Treasury launched the IPP in 2008 and has been expanding and improving the system each year—over 200 new capabilities over the last 10 years — as it has added more agency customers.
Kent said while a handful of agencies will continue to use their own systems, the rest of them will move to IPP over the next year.
“From IPP’s perspective, we are ready. We’ve been readying ourselves since before the memo came out, and even beforehand. Our goal always was to get as many of the agencies on board who needed us as quickly as possible,” she said. “We’re working a number of implementations now. We’re reaching out to agencies who have not yet implemented. An implementation can range from anywhere from six months to longer depending on the complications for the agency. We have it all paced out. We have disciplined project management. We work with the agencies to integrate our schedules with their schedules, and for the most part the implementations can go pretty smoothly.”
Since December 2016, the Department of Labor, the General Services Administration, the National Science Foundation and the U.S. Agency for International Development joined the platform.
“I’ve been in the government for many years, so I know transitions are never easy. Sometimes the systems transition is the easiest part, but figuring out how to change your business processes and how you do business is much harder,” Kent said. “We can do multiple implementations at once.
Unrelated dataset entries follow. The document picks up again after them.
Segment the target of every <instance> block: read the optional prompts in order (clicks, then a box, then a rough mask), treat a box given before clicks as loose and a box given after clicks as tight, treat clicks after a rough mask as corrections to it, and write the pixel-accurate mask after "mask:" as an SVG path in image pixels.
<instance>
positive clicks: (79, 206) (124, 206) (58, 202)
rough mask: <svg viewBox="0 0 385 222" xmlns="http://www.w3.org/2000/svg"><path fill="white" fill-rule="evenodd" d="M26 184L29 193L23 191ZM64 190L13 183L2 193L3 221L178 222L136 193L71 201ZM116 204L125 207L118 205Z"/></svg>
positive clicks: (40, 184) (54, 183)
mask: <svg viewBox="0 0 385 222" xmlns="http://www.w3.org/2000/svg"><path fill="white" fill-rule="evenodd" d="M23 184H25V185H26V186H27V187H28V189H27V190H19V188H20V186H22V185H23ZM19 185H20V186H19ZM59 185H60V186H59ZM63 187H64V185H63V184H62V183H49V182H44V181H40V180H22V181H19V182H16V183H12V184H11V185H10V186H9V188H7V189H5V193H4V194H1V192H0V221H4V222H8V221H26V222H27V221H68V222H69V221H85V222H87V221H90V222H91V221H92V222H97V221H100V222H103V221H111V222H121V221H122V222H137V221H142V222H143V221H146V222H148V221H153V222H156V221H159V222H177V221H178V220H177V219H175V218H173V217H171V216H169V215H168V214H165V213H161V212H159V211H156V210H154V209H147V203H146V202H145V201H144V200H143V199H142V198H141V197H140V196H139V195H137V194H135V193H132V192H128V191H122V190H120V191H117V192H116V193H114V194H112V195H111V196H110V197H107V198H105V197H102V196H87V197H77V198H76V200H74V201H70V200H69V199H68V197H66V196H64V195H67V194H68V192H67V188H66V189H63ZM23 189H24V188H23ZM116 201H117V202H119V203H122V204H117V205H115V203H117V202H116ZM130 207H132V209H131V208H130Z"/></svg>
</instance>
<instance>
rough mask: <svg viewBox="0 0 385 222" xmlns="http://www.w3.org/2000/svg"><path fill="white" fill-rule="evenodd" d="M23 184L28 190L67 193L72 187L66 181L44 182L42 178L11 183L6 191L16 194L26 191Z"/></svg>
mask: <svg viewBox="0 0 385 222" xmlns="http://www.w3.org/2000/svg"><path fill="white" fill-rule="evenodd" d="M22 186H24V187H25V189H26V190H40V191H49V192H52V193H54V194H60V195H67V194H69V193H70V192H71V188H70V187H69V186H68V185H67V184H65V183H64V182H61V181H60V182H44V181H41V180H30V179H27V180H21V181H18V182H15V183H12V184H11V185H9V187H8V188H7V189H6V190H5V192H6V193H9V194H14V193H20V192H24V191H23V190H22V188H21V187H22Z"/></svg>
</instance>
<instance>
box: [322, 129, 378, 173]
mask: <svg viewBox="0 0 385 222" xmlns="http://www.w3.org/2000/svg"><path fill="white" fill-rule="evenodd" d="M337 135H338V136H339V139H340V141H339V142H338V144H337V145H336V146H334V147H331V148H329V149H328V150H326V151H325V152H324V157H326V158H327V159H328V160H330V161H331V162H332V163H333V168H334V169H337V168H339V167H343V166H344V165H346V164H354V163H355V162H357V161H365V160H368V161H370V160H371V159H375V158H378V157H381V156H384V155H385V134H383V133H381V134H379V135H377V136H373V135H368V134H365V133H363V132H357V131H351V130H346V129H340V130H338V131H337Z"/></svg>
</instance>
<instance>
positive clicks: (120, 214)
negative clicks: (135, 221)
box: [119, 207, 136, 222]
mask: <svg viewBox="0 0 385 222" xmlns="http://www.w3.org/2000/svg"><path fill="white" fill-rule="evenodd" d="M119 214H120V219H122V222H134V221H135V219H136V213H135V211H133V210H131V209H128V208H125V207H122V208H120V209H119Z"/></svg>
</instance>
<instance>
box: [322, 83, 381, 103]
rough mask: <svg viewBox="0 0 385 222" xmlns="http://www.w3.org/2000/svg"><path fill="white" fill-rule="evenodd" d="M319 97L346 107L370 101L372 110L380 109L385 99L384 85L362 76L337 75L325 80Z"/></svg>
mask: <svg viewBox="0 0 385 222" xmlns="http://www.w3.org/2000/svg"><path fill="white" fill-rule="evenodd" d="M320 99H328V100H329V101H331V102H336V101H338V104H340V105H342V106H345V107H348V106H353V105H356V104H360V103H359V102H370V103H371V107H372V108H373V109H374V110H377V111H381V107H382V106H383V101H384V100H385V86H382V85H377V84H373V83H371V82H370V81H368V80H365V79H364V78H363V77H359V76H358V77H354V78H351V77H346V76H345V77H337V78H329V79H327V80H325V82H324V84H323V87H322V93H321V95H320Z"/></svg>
The agencies are at different phases of their implementation so maybe one agency has to do some work on their end so we can do work for another agency on our end. Right now, the ways it’s all phased out, we definitely have plans, steps in the process of what has to happen when. Some of it is a technical implementation and some of it is we work with the agency to figure out the work on their end. We have a disciplined approach that helps agencies meet the deadlines and the targets.”
Kent said the fiscal service mostly works with the CFO shop, but does have discussions with the technology and acquisition offices too.
“Given the limited number of enterprise resource planning systems (ERPS) that are out there, we have experience with all of them so we can help guide an agency,” she said. “We do have connections with three of the four shared service providers. One of the things agencies find, if they are with a shared service provider, the provider will get them connected with the IPP as part of the service.”
The federal providers also save money using IPP. Kent said Treasury’s shared services provider, the Administrative Resource Center, said by using IPP, it has saved 50 percent of the cost of processing a vendor invoice. ARC also reduced the number of manual steps to process an invoice by 50 percent, and decreased its rejection metric to 7 percent from 25 percent because of what the platform provides upfront with automated checks.
Kent said the bureau expects to continue to develop IPP over the next year, including improving the integration of GSA’s System for Award Management (SAM) to pre-populate information about new contractors joining the platform.
“One of the bigger nuts to crack is working with the government’s larger vendors. Your utility companies, your phone companies, delivery companies and things like that have a large number of invoices that they have to send out to multiple agencies in the government so we are looking to how we can have more efficient system-to-system connections, what we are calling e-file,” she said. “The vendor would connect their system to our system, send the invoices in and they would be processed through IPP that way.”